Hao Jianying, Lin Xiao, Lin Yongkun, Song Haiyang, Chen Ruixian, Chen Mingyong, Wang Kun, Tan Xiaodi
Opt Lett. 2021 Sep 1;46(17):4168-4171. doi: 10.1364/OL.433955.
This paper proposes a lensless phase retrieval method based on deep learning (DL) used in holographic data storage. By training an end-to-end convolutional neural network between the phase-encoded data pages and the corresponding near-field diffraction intensity images, the new unknown phase data page can be predicted directly from the intensity image by the network model without any iterations. The DL-based phase retrieval method has a higher storage density, lower bit-error-rate (BER), and higher data transfer rate compared to traditional iterative methods. The retrieval optical system is simple, stable, and robust to environment fluctuations which is suitable for holographic data storage.
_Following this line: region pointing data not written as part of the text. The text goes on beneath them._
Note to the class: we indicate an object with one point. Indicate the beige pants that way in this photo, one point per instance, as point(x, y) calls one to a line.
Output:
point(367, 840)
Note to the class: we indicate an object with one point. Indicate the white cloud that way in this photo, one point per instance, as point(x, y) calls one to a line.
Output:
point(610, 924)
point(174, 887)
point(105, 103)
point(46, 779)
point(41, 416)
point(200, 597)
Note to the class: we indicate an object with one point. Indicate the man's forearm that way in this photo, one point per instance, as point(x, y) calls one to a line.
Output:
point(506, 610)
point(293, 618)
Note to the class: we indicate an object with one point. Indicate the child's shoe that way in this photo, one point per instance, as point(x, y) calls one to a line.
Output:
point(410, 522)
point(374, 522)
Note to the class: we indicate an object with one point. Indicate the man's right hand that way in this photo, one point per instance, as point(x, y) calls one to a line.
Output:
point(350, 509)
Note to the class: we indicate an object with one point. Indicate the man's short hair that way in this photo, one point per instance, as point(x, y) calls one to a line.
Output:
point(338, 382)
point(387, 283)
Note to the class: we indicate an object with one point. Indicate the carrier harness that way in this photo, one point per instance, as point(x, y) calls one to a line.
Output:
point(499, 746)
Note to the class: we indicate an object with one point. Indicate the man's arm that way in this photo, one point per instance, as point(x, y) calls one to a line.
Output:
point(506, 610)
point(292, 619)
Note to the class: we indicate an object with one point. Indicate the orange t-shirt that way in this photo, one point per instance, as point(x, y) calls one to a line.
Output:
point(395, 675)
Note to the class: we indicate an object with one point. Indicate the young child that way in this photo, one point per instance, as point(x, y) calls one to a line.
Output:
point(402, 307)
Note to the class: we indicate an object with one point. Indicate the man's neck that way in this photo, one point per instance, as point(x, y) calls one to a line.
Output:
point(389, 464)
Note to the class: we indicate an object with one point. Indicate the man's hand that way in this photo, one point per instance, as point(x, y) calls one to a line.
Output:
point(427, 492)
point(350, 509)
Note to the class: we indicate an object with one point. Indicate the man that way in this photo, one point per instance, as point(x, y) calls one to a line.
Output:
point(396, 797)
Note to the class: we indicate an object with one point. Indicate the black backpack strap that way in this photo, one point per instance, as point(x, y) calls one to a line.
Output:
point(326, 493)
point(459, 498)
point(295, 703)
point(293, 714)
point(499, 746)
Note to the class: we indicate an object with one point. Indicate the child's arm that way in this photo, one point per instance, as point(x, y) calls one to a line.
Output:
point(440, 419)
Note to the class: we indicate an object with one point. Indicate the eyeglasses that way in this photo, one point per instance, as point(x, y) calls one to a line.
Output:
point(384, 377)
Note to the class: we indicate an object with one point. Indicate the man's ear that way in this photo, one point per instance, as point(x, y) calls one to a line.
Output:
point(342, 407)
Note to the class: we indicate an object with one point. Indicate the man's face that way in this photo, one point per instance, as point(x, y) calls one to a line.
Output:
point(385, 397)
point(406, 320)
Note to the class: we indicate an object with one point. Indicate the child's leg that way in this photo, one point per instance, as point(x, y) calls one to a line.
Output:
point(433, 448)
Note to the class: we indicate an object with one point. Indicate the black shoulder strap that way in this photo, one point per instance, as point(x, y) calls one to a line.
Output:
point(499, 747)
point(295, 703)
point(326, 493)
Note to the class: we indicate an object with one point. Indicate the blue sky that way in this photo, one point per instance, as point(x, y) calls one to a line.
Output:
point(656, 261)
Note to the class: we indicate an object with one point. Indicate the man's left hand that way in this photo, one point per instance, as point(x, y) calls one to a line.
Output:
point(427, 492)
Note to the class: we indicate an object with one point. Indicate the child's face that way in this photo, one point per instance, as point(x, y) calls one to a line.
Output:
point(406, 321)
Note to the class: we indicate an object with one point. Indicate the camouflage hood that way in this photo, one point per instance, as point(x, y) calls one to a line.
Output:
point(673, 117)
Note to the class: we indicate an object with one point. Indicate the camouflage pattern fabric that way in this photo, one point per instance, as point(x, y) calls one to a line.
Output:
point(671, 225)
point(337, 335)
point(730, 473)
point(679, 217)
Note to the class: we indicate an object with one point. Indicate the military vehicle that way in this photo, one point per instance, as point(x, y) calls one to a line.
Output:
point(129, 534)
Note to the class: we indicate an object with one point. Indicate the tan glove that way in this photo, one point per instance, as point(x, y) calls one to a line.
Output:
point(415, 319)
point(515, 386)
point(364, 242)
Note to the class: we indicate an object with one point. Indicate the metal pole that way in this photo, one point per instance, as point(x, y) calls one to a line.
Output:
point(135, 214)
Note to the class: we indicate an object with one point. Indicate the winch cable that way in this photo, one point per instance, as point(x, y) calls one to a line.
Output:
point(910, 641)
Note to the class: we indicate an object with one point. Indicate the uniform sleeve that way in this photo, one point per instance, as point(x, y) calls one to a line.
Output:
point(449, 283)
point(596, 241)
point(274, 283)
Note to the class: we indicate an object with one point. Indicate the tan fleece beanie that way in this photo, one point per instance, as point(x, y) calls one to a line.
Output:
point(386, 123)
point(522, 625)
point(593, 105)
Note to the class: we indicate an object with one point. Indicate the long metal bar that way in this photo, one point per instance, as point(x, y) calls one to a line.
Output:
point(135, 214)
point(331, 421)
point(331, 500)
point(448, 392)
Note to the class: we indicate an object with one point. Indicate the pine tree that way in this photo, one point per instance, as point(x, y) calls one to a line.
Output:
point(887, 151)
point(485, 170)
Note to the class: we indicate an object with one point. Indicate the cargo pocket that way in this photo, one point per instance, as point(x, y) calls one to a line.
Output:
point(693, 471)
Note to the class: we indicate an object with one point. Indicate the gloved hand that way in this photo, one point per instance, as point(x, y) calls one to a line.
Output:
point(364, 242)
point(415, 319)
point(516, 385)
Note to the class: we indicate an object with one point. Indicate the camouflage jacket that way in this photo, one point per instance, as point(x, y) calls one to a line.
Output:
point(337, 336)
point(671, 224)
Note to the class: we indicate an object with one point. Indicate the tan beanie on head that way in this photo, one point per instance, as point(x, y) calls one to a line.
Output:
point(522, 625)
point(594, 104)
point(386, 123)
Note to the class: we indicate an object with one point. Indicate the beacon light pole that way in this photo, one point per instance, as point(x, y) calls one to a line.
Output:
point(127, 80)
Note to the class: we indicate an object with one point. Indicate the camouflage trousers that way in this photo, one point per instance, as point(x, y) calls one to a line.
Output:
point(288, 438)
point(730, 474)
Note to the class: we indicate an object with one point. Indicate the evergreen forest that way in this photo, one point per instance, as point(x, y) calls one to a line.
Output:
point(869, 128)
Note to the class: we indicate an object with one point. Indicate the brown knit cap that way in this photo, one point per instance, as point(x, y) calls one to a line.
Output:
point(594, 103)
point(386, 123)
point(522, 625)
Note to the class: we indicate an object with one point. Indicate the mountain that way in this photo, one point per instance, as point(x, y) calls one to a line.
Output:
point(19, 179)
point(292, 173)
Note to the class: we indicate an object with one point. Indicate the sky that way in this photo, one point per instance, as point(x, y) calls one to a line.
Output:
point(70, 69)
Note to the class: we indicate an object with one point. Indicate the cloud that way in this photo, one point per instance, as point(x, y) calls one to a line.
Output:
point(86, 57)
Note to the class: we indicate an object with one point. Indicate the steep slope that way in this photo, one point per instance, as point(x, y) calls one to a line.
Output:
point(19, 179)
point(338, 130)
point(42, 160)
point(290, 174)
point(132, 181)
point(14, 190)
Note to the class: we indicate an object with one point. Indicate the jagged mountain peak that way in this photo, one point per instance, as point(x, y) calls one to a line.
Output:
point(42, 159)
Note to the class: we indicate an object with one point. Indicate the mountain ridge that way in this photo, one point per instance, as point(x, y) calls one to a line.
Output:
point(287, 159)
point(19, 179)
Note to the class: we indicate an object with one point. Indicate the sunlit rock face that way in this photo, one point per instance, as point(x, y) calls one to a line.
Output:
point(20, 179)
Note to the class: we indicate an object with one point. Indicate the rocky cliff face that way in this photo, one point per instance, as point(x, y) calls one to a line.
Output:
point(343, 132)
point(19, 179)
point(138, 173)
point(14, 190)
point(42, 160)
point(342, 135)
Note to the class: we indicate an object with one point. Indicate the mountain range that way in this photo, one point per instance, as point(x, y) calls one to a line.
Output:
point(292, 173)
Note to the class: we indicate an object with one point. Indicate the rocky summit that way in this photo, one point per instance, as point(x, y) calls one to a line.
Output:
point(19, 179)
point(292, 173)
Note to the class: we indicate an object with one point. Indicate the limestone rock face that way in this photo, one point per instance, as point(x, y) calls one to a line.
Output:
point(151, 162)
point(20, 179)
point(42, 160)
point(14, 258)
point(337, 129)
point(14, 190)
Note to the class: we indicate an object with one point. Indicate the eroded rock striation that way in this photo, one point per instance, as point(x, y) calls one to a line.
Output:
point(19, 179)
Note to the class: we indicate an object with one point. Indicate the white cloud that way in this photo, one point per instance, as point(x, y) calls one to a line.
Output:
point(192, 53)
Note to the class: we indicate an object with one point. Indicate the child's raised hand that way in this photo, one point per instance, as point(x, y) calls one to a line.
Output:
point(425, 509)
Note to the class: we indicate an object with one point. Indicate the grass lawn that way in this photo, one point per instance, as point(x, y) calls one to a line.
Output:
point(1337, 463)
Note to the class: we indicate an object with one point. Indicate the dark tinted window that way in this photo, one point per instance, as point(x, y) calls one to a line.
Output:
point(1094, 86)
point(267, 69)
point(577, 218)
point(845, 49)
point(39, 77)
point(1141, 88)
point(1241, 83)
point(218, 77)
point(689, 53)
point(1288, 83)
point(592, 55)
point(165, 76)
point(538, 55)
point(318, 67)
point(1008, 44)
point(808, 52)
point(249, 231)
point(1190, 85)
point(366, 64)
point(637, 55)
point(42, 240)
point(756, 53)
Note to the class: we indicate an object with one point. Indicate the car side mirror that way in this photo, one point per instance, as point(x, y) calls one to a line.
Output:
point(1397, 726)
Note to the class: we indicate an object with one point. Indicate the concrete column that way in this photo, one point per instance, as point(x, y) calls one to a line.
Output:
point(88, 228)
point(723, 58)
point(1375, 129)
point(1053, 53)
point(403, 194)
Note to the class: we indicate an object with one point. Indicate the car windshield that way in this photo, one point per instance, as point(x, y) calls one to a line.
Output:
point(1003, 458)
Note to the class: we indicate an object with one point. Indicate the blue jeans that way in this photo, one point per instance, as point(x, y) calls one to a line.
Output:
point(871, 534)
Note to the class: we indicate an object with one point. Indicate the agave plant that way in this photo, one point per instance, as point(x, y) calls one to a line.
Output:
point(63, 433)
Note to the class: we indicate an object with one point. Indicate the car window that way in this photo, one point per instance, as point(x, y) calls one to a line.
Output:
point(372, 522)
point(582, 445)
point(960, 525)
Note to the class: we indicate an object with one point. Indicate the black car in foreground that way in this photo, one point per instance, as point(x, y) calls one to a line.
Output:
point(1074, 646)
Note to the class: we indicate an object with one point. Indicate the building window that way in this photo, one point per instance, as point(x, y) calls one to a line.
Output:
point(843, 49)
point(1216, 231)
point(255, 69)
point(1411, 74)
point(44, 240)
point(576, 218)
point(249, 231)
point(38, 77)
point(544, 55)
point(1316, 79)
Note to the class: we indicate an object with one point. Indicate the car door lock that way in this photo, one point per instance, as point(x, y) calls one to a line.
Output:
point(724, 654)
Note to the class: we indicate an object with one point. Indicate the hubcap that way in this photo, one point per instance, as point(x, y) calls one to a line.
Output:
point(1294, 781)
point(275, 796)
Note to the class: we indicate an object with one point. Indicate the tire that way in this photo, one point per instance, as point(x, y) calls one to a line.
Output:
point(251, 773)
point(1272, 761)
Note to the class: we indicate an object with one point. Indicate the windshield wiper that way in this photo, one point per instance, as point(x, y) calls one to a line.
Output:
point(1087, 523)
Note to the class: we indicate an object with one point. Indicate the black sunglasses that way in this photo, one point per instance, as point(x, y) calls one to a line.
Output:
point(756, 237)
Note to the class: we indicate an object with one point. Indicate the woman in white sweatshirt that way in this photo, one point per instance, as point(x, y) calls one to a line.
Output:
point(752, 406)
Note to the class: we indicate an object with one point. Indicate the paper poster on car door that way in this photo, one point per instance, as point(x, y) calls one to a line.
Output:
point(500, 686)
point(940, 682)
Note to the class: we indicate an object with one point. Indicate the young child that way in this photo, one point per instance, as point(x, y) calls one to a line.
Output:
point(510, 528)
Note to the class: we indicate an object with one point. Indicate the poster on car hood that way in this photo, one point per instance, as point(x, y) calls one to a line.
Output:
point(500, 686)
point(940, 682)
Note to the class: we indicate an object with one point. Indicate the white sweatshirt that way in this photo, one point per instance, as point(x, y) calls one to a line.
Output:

Besides, we studied and demonstrated that the DL method has a good suppression effect on the dynamic noise of the holographic data storage system.
本文提出了一种用于全息数据存储的基于深度学习(DL)的无透镜相位检索方法。通过在相位编码数据页和相应的近场衍射强度图像之间训练一个端到端的卷积神经网络,网络模型可以直接从强度图像预测新的未知相位数据页,无需任何迭代。与传统的迭代方法相比,基于DL的相位检索方法具有更高的存储密度、更低的误码率(BER)和更高的数据传输速率。检索光学系统简单、稳定,对环境波动具有鲁棒性,适用于全息数据存储。此外,我们研究并证明了DL方法对全息数据存储系统的动态噪声具有良好的抑制效果。